Teonic has a complete rebuild on his hands. Beyond changing the culture of the program, he and his staff face a more pressing issue: 27 seniors graduated from a team that went 3-6. Few starters return. Those that do are learning a new system, though elements of the spread-based offense are familiar to most.

One key player on both sides of the ball will be running back/defensive back Cameron Tomlin. He was used sparingly in a backup role as a sophomore, when he rushed 29 times for 136 yards and a touchdown. A 5-foot-7, 160-pound back with exceptional balance and a work ethic to match, according to his coach, Tomlin comes from a football family: his father Tyrell Tomlin starred for Elgin High in the 1990s.

The only other offensive player returning is senior lineman Ty Former (5-10, 268). The junior played center last season but he moves to guard this year.

Sophomore Elijah Hernandez (5-7, 155) will play quarterback. He has speedy receivers to throw to in juniors AJ Hunter (5-11, 150), Chevelle Clements (5-9, 165), and David Hibbler (5-10, 150).

Defensively, junior linebacker Will Lopez has impressed his coach throughout camp, as has junior lineman Roy Lara (5-10, 178), who has "great feet." They will be part of a zone-based defensive scheme that seeks to funnel the ball to the outside so the Royals can use their team speed to chase it down.
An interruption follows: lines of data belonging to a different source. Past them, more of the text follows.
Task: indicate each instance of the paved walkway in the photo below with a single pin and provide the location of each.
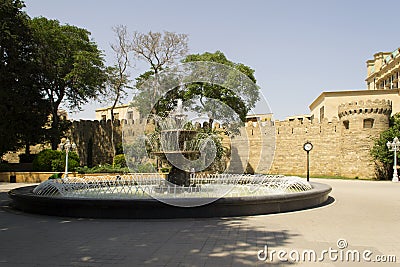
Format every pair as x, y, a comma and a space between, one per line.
365, 214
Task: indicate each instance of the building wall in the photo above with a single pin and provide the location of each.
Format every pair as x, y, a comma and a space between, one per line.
341, 146
331, 100
121, 112
384, 70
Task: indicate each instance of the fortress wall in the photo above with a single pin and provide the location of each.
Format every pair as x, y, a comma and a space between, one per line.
290, 157
341, 147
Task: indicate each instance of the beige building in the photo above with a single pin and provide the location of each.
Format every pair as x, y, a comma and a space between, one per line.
382, 83
121, 112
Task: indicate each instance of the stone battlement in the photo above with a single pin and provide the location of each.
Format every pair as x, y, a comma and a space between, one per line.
341, 145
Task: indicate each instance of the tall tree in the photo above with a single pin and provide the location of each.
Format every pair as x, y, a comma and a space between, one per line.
117, 75
210, 95
22, 105
71, 68
159, 50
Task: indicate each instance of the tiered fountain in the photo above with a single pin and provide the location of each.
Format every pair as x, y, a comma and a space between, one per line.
176, 145
183, 194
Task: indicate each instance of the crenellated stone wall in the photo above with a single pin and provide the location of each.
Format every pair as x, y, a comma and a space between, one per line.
341, 146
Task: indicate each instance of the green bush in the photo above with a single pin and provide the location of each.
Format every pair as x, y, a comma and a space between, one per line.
54, 160
4, 167
106, 168
120, 160
24, 158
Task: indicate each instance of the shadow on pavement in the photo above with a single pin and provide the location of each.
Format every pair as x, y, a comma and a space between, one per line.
53, 241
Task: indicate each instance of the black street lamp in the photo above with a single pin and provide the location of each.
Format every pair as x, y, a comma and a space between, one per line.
308, 147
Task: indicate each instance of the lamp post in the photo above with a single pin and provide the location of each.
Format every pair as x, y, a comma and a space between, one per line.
394, 146
67, 147
308, 147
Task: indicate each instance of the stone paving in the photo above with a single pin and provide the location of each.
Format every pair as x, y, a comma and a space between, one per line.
364, 214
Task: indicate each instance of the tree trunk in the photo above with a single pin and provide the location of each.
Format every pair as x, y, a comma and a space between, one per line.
55, 133
27, 148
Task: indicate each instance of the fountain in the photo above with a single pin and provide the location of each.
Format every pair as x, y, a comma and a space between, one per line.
183, 193
176, 141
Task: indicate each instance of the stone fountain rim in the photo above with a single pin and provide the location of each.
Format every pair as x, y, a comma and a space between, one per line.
23, 199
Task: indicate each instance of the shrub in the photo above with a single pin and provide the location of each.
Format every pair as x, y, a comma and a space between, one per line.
54, 160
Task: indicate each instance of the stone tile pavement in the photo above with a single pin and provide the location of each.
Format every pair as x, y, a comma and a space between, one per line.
365, 214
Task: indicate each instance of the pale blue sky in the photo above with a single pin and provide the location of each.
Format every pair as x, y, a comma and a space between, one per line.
297, 48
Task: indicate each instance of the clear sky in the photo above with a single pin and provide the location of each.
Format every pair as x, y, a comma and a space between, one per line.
298, 48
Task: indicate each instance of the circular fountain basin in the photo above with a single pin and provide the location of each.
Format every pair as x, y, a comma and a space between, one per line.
26, 200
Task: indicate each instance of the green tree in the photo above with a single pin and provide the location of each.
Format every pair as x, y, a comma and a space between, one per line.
71, 68
22, 105
117, 76
380, 152
160, 51
210, 95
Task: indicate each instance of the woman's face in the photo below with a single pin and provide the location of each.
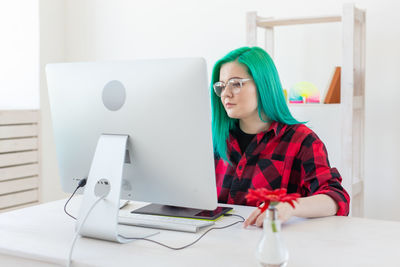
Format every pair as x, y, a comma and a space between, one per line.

This isn't the same kind of team Teonic will field a year from now once the Royals have been through a full off-season of his weight training regimen, but the new coach can't wait to go live with the hardworking players he has inherited.

"I like our kids," he said. "They are gritty and tough. They have a lot of fight. I like their attitude. They've adjusted to me well and to the staff. It's night and day between June and now. Night and day. But we have a long way to go, too. I'm having a lot of fun working with them, so let's see where it goes."